Legal experts say there's no precedent for the SEC's proposal, as it would mark the first time the regulator has held companies or their executives liable specifically for predicting the performance of securities. Some issuers are willing to take a lesser step by certifying the accuracy of prospectuses, as chief executives do for financial statements under the Sarbanes-Oxley Act. But the SEC is going too far, they argue, in effectively seeking a guarantee of bond payments.
"A lot of issuers have said they cannot sign this as it is proposed," said Ed Gainor, a partner at law firm Bingham McCutchen.
Under the SEC's proposal, the chief executive of the securitization vehicle would have to sign a statement saying that "to his or her knowledge, the assets have the characteristics that provide a reasonable basis to believe they will produce . . . cash flows at times and in amounts necessary to service payments on the securities as described in the prospectus."
Critics fear the language could open the door for investors to sue companies or individual executives if their bonds underperform. "It would create a new inappropriate standard," said Tom Deutsch, executive director of the American Securitization Forum.
With the public comment period now closed, the SEC is expected to finalize its Reg AB revisions by the end of this year and put them into effect on Jan. 1, 2012. The SEC's plan represents the most sweeping overhaul of the rules since they originally took effect in 2006, setting a range of standards for securitizations.
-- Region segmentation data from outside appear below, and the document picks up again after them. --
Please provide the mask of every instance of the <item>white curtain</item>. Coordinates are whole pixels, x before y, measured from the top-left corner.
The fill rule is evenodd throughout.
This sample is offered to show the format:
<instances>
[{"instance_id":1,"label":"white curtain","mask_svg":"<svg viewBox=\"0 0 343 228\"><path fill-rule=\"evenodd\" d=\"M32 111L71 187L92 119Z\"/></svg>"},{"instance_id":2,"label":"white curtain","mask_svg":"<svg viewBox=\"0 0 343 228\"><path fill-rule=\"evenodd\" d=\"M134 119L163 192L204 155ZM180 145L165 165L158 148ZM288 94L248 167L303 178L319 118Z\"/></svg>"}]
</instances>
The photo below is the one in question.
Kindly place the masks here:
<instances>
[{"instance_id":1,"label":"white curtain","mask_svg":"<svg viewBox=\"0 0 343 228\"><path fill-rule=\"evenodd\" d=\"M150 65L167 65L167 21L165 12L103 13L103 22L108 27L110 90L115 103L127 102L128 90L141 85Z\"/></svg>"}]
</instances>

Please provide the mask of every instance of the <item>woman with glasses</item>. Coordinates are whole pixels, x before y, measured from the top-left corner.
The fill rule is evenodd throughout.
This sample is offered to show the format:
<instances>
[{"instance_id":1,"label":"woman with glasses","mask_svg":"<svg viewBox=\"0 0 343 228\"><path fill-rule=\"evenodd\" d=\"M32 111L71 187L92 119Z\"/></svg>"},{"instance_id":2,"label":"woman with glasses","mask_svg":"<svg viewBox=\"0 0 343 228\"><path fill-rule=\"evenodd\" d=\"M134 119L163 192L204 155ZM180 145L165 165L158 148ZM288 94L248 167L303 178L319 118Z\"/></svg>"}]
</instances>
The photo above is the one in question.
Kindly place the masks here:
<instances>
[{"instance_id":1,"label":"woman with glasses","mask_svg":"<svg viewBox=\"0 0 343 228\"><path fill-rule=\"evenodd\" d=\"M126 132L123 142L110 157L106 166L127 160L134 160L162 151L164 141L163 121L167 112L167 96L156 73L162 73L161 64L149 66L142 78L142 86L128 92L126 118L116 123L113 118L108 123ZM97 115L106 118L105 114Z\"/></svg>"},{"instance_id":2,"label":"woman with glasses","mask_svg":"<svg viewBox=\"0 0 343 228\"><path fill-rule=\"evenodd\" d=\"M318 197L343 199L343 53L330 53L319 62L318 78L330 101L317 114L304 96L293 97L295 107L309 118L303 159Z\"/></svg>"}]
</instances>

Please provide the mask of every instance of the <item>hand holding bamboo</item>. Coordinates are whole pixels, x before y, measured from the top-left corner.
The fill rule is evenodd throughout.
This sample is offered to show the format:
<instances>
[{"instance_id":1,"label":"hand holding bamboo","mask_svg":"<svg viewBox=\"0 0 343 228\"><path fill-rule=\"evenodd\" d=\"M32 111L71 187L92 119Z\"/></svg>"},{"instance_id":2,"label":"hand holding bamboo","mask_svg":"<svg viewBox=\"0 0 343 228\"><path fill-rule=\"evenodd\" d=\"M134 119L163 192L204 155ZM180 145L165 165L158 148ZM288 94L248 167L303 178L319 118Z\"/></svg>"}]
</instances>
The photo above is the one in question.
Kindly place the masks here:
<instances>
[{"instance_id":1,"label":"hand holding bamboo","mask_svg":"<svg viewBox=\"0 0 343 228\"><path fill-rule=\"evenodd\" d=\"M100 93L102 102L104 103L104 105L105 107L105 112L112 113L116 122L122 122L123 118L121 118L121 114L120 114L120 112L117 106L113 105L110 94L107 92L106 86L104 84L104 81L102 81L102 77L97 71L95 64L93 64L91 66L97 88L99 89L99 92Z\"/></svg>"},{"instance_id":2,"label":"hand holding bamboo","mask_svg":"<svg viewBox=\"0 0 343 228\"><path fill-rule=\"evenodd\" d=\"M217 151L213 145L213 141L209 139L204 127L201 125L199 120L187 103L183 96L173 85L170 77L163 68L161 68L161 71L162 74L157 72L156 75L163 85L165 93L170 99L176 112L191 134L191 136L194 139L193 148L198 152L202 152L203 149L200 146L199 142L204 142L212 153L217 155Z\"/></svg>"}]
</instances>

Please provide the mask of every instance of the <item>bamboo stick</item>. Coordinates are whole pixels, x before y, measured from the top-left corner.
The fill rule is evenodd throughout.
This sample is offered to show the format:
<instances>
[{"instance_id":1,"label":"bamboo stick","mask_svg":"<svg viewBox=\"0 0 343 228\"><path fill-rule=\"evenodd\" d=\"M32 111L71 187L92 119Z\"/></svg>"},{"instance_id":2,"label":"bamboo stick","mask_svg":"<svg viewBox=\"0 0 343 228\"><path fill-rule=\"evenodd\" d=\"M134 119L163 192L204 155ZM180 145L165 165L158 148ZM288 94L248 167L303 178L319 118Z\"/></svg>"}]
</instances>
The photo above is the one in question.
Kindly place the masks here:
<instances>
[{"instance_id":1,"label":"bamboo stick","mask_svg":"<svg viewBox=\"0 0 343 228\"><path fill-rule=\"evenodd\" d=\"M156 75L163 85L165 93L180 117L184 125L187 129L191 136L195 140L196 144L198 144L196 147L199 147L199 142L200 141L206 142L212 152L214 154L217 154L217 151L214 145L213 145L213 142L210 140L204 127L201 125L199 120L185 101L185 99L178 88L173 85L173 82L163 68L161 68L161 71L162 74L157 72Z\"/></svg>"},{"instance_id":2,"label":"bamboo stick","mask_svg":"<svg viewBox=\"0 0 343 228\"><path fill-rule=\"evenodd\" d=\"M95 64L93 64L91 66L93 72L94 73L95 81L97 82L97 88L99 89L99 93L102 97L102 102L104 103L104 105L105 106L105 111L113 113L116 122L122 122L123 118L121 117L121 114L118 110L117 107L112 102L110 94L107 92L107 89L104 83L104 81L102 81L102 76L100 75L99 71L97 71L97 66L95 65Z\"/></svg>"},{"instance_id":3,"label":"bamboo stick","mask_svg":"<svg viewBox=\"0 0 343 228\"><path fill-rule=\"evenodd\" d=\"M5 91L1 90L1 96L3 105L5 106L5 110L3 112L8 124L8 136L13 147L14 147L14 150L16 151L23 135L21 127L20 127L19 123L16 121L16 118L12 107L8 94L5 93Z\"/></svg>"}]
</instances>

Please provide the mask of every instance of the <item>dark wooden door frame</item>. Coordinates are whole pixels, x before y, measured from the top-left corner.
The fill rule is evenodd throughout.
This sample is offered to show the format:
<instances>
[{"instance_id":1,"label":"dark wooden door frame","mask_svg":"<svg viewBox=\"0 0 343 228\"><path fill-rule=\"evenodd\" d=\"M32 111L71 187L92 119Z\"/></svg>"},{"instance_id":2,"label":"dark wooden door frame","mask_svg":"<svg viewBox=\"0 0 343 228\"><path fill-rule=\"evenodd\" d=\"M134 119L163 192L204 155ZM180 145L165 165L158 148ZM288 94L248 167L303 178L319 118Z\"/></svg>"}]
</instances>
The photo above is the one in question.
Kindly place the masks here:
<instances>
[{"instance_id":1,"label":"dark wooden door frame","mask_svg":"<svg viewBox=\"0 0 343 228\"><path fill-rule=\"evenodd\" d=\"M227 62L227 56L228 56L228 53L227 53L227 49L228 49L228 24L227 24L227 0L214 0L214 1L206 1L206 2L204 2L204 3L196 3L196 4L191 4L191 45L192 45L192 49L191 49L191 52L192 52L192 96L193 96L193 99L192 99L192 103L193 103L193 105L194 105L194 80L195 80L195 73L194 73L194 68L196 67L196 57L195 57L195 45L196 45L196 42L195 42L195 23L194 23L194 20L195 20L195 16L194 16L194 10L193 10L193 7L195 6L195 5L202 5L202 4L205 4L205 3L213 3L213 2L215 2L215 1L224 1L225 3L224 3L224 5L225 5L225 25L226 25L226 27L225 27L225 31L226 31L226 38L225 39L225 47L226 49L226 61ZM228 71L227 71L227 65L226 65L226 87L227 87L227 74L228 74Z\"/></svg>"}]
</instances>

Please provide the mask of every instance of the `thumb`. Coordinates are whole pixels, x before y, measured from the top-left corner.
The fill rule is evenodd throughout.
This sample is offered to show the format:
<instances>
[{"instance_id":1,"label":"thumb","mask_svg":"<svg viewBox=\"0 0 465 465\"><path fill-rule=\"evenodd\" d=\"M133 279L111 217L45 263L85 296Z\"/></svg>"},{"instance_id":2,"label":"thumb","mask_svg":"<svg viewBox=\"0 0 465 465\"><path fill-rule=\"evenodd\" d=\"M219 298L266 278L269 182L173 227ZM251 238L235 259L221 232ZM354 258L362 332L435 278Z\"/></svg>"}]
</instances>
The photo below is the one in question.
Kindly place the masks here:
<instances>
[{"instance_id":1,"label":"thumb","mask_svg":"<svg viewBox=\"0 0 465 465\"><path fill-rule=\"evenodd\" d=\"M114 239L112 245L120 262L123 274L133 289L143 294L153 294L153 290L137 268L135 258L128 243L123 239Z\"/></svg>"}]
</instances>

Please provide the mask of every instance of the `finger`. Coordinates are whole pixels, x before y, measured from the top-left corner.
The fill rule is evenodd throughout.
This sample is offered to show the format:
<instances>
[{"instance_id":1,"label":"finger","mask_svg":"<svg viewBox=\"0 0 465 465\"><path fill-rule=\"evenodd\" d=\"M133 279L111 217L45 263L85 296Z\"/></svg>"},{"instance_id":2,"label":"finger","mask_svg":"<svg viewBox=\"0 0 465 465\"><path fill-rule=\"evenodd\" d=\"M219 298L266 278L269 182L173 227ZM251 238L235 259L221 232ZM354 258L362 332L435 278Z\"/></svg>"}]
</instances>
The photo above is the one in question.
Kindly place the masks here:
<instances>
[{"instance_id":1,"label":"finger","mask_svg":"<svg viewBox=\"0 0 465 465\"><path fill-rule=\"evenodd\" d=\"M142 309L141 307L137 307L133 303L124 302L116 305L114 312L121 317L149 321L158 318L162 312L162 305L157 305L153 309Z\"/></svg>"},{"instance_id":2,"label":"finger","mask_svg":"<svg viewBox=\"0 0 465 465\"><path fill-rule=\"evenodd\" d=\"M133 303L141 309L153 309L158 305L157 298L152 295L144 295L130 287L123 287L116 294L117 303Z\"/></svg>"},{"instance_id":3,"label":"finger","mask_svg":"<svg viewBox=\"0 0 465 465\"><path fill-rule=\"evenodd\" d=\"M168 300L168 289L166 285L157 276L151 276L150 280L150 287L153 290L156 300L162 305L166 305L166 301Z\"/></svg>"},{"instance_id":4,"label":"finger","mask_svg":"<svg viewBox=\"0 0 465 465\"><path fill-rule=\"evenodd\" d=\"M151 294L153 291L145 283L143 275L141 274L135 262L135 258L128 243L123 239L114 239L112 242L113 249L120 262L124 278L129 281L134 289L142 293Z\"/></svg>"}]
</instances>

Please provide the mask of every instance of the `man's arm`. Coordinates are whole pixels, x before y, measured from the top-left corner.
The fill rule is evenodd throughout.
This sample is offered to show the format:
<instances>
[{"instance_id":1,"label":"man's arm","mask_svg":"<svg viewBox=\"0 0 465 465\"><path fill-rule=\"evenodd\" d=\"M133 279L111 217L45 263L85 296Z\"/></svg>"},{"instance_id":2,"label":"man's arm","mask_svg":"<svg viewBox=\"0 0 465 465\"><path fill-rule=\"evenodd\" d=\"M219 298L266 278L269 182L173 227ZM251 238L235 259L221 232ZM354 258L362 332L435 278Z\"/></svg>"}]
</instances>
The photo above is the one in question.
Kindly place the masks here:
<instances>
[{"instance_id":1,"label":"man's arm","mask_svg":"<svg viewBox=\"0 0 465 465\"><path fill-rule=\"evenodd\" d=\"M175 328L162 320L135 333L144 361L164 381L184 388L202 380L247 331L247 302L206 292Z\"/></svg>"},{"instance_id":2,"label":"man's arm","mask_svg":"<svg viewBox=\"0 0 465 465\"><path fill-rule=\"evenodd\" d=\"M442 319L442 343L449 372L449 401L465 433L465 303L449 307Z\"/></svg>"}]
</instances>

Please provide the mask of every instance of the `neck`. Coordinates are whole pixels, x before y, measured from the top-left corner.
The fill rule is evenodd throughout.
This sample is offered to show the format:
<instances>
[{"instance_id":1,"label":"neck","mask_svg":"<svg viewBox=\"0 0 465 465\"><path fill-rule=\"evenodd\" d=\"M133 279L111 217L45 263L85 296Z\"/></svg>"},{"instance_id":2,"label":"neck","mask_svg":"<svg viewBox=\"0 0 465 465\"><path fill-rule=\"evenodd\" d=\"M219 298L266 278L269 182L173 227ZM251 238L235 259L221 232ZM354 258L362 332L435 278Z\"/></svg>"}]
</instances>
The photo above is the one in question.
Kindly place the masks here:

Under the current rules, the main requirement for a shelf registration is obtaining an investment-grade rating from a nationally recognized statistical ratings organization. The proposed overhaul replaces that standard with four main requirements, including the certification by a top executive. The other three are: that issuers retain some risk in their deals, enlist a third party to verify statements made in deal documents, and file ongoing reports with the SEC.